It's not yet clear why or how lipoatrophy occurs in HIV-positive people. However, it is believed to be a side effect of ARV therapy.
Two Nucleoside reverse transcriptase inhibitors (NRTIs) have been singled out as the most likely cause of lipoatrophy. While it is not entirely clear why these particular drugs cause this side effect, it is probably related to the ability of these drugs to damage cellular mitochondria.
Mitochondria are considered to be the "powerhouses" of cells in the body. All cells in the body, with the exception of red blood cells, contain mitochondria. They are primarily responsible for converting nutrients, such as sugar and fats, into energy that can be used by the cells. If something goes wrong with the mitochondria, the cell isn't able to get the energy it needs, which can prevent the cell from doing what it is supposed to do.
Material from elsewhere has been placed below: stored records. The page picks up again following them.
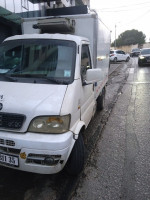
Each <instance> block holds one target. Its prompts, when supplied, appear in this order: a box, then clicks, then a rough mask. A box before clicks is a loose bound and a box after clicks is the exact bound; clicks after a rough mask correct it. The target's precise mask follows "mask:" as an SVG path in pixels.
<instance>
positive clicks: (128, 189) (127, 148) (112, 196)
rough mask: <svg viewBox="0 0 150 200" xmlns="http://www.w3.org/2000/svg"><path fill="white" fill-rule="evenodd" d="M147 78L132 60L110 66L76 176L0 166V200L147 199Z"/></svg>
mask: <svg viewBox="0 0 150 200" xmlns="http://www.w3.org/2000/svg"><path fill="white" fill-rule="evenodd" d="M114 70H115V71H114ZM149 73H150V68H148V67H143V68H138V67H137V59H136V58H135V59H134V58H133V59H131V61H130V62H129V63H124V62H123V63H118V64H112V65H111V67H110V76H109V81H108V86H107V90H106V104H105V109H104V110H103V112H101V113H97V114H96V115H95V117H94V118H93V120H92V121H91V123H90V124H89V126H88V128H87V130H86V137H85V138H86V139H85V145H86V163H85V168H84V170H83V172H82V173H81V174H80V175H79V176H78V177H69V176H68V175H66V174H65V173H64V172H61V173H59V174H56V175H38V174H32V173H25V172H20V171H16V170H11V169H7V168H4V167H0V177H1V178H0V200H69V199H72V200H85V199H87V200H97V199H100V200H109V199H111V200H113V199H114V200H119V199H123V200H150V188H149V186H150V183H149V181H150V171H149V165H150V160H149V155H150V145H149V143H150V138H149V121H150V114H149V113H150V112H149V109H150V108H149V103H150V102H149V101H150V98H149V87H150V84H149V83H150V76H149Z"/></svg>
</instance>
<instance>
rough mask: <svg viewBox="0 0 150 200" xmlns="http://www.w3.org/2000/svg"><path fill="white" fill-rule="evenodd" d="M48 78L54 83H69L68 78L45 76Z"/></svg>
mask: <svg viewBox="0 0 150 200" xmlns="http://www.w3.org/2000/svg"><path fill="white" fill-rule="evenodd" d="M44 78H45V79H46V80H48V81H51V82H53V83H57V84H64V85H67V84H68V80H60V79H56V78H50V77H44Z"/></svg>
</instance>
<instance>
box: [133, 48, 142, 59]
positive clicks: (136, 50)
mask: <svg viewBox="0 0 150 200" xmlns="http://www.w3.org/2000/svg"><path fill="white" fill-rule="evenodd" d="M140 52H141V51H140V49H138V48H136V49H132V50H131V53H130V56H131V57H134V56H139V54H140Z"/></svg>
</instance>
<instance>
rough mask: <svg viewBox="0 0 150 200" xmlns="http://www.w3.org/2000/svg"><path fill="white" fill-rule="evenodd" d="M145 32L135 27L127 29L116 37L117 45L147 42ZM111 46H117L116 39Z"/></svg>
mask: <svg viewBox="0 0 150 200" xmlns="http://www.w3.org/2000/svg"><path fill="white" fill-rule="evenodd" d="M145 38H146V36H145V34H143V32H142V31H138V30H135V29H132V30H127V31H125V32H123V33H121V34H120V35H119V37H118V39H116V46H117V47H120V46H126V45H132V44H138V45H141V44H144V43H145ZM111 46H115V41H114V42H113V43H112V45H111Z"/></svg>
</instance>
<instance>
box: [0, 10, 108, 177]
mask: <svg viewBox="0 0 150 200" xmlns="http://www.w3.org/2000/svg"><path fill="white" fill-rule="evenodd" d="M33 27H34V28H33ZM22 28H23V33H24V35H19V36H13V37H10V38H7V39H6V40H5V41H4V42H3V44H2V45H1V46H0V56H1V57H0V58H1V60H4V61H5V62H1V65H0V70H1V72H0V75H1V76H0V84H1V91H0V106H1V110H0V140H1V144H0V158H1V159H0V165H4V166H6V167H11V168H15V169H18V170H22V171H28V172H35V173H41V174H53V173H57V172H59V171H61V170H62V169H63V168H64V166H65V165H66V163H67V164H68V163H69V164H68V165H66V167H67V169H68V170H69V172H70V173H71V174H73V175H77V174H79V173H80V172H81V170H82V169H83V164H84V141H83V137H82V133H83V131H84V130H85V129H86V127H87V126H88V124H89V122H90V121H91V119H92V117H93V115H94V114H95V111H96V110H98V111H100V110H102V108H103V107H104V97H105V86H106V83H107V80H108V69H109V48H110V31H109V30H108V29H107V28H106V27H105V25H104V24H103V23H102V22H101V21H100V20H99V19H98V17H97V14H96V13H93V14H84V15H73V16H63V17H60V18H59V17H57V18H54V17H51V18H50V17H49V18H32V19H25V20H24V22H23V24H22ZM49 29H51V32H48V34H46V30H47V31H49ZM56 30H57V31H58V32H57V33H56V32H55V34H54V31H56ZM59 31H60V32H59ZM61 31H62V32H63V34H62V32H61ZM36 33H37V34H36ZM40 33H44V34H40ZM49 33H53V34H49ZM18 47H19V48H18ZM6 61H7V62H6ZM93 68H95V69H93ZM5 70H6V71H5ZM7 72H8V73H7ZM5 74H6V76H5ZM68 158H69V160H68ZM70 158H71V159H70Z"/></svg>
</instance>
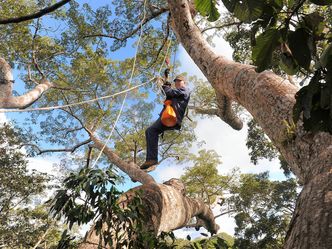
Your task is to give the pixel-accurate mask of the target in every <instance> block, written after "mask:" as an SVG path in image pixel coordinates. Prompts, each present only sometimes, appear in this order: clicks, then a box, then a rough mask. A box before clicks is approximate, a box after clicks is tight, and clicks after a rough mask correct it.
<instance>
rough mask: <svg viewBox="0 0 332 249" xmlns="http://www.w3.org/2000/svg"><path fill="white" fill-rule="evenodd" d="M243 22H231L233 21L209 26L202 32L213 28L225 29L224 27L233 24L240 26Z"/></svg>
mask: <svg viewBox="0 0 332 249" xmlns="http://www.w3.org/2000/svg"><path fill="white" fill-rule="evenodd" d="M242 23H243V22H231V23H225V24H223V25H219V26H212V27H207V28H205V29H203V30H202V33H204V32H206V31H208V30H211V29H223V28H227V27H230V26H233V25H236V26H239V25H241V24H242Z"/></svg>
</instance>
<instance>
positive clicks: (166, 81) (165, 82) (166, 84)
mask: <svg viewBox="0 0 332 249" xmlns="http://www.w3.org/2000/svg"><path fill="white" fill-rule="evenodd" d="M164 85H165V86H171V85H172V83H171V82H169V81H168V80H166V81H164Z"/></svg>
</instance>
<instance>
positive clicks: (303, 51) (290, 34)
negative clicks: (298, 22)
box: [288, 28, 313, 70]
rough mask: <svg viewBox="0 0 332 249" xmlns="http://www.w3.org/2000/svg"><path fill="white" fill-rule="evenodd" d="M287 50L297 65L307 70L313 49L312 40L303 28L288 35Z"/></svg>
mask: <svg viewBox="0 0 332 249" xmlns="http://www.w3.org/2000/svg"><path fill="white" fill-rule="evenodd" d="M288 42H289V48H290V49H291V51H292V54H293V56H294V58H295V60H296V61H297V63H298V64H299V65H300V66H301V67H303V68H304V69H306V70H309V67H310V62H311V54H312V49H313V38H312V36H311V35H310V33H309V32H308V31H307V30H306V29H305V28H299V29H297V30H295V31H294V32H292V31H291V32H290V33H289V34H288Z"/></svg>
If the cells in question are fat cells (adipocytes), responsible for storing and exporting fat for when it is needed, significant mitochondrial damage can cause these cells to loose both their function and shape, or to die altogether. And if enough fat cells are affected, it can cause noticeable wasting of fat tissue in the face and other parts of the body.
Zerit (d4T, stavudine) is the NRTI most frequently tied to lipoatrophy. In test tube studies, Zerit has been shown to cause mitochondrial damage and to alter the function of adipocytes as well. Clinical trials also suggest have confirmed that HIV-positive people taking drug regimens that contain Zerit are more likely to experience lipoatrophy than those taking drug regimens that do not contain Zerit. However, drug regimens that contain Retrovir (AZT; zidovudine) have also been shown to cause lipoatrophy, although not to the same degree as drug regimens containing Zerit. Experts reckon that the NRTIs Viread (tenofovir), Epivir (3TC; lamivudine), Emtriva (emtricitabine), and Ziagen (abacavir) are the least likely to cause lipoatrophy.
Protease inhibitors (PIs) may cause lipoatrophy as well. Researchers have found that while the drugs do not interfere with cellular mitochondria, they can affect other components of fat cells that affect the way adipocytes work. Some data from clinical trials involving HIV-positive people taking protease inhibitors also suggest that these drugs may be partly to blame for lipoatrophy.
Other factors that may increase (or decrease) the risk of lipoatrophy include age, gender, genetic predisposition, the CD4 cell count at the time therapy is started (the lower the CD4 cell count, the more likely it is the lipoatrophy will occur), and the length of time on antiretroviral therapy (the longer the time on therapy, the more likely that lipoatrophy will occur).
There is evidence that fat cells affected by lipoatrophy can become dysfunctional and may die as well. Research has found that fat cells in people with lipoatrophy have very high levels of mitochondrial damage, inflammation, and reduced ability to function. Scientists have also found elevated levels of proteins associated with fat cell death in people with HIV. No one has yet proven which problem is most prominent, however, and the answer to this question may help determine the degree to which the condition is reversible. If cells are merely dysfunctional, then they can hopefully be replaced over time, though studies where people switch off of the most offending drugs suggest that recovery is slow. If cells die, however, the body might not be able to replace them, or may only be able to partially replace them.